Investigating U-NETS With Various Intermediate Blocks For Spectrogram-based Singing Voice Separation
A Pytorch Implementation of the paper "Investigating U-NETS With Various Intermediate Blocks For Spectrogram-based Singing Voice Separation (ISMIR 2020)"
- This model was originally proposed for Singing Voice Separation.
- but it turns out that this model also performs well for other musical instruments (drums, bass, other)
- More information: please see page 53 of the following dissertation
- Choi, Woosung, Deep Learning-based Latent Source Analysis for Source-aware Audio Manipulation.
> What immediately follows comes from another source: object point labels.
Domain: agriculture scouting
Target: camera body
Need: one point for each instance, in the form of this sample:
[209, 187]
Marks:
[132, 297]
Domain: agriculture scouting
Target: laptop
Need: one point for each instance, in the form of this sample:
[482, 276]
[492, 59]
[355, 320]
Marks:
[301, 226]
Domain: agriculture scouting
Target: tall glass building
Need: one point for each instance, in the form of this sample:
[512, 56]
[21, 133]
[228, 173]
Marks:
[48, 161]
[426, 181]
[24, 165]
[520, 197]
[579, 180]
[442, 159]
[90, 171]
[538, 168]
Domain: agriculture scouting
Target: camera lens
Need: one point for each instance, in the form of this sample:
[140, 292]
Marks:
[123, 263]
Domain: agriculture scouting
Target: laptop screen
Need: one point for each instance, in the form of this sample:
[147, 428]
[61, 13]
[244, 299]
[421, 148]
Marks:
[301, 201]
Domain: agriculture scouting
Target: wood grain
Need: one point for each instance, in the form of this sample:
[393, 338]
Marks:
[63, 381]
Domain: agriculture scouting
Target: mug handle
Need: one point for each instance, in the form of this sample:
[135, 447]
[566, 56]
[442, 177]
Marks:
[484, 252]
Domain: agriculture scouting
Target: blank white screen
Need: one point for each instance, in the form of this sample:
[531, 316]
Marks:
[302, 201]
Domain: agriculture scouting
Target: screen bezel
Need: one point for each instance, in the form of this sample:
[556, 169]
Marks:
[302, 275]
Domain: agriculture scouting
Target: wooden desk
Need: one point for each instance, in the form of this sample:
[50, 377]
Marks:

PhD Dissertation. Korea University, 2021.
conda install pytorch=1.6 cudatoolkit=10.2 -c pytorch
conda install -c conda-forge ffmpeg librosa
conda install -c anaconda jupyter
pip install musdb museval pytorch_lightning effortless_config wandb pydub nltk spacy
- Download Musdb18
- Unzip files
- We recommend you to use the wav file mode for the fast data preparation.
- please see the musdb instruction for the wave file mode.
musdbconvert path/to/musdb-stems-root path/to/new/musdb-wav-root
conda activate yourcondaname
python main.py --musdb_root ../repos/musdb18_wav --musdb_is_wav True --filed_mode True --target_name vocals --mode train --gpus 4 --distributed_backend ddp --sync_batchnorm True --pin_memory True --num_workers 32 --precision 16 --run_id debug --optimizer adam --lr 0.001 --save_top_k 3 --patience 100 --min_epochs 1000 --max_epochs 2000 --n_fft 2048 --hop_length 1024 --num_frame 128 --train_loss spec_mse --val_loss raw_l1 --model tfc_tdf_net --spec_est_mode mapping --spec_type complex --n_blocks 7 --internal_channels 24 --n_internal_layers 5 --kernel_size_t 3 --kernel_size_f 3 --min_bn_units 16 --tfc_tdf_activation relu --first_conv_activation relu --last_activation identity --seed 2020
After training is done, checkpoints are saved in the following directory.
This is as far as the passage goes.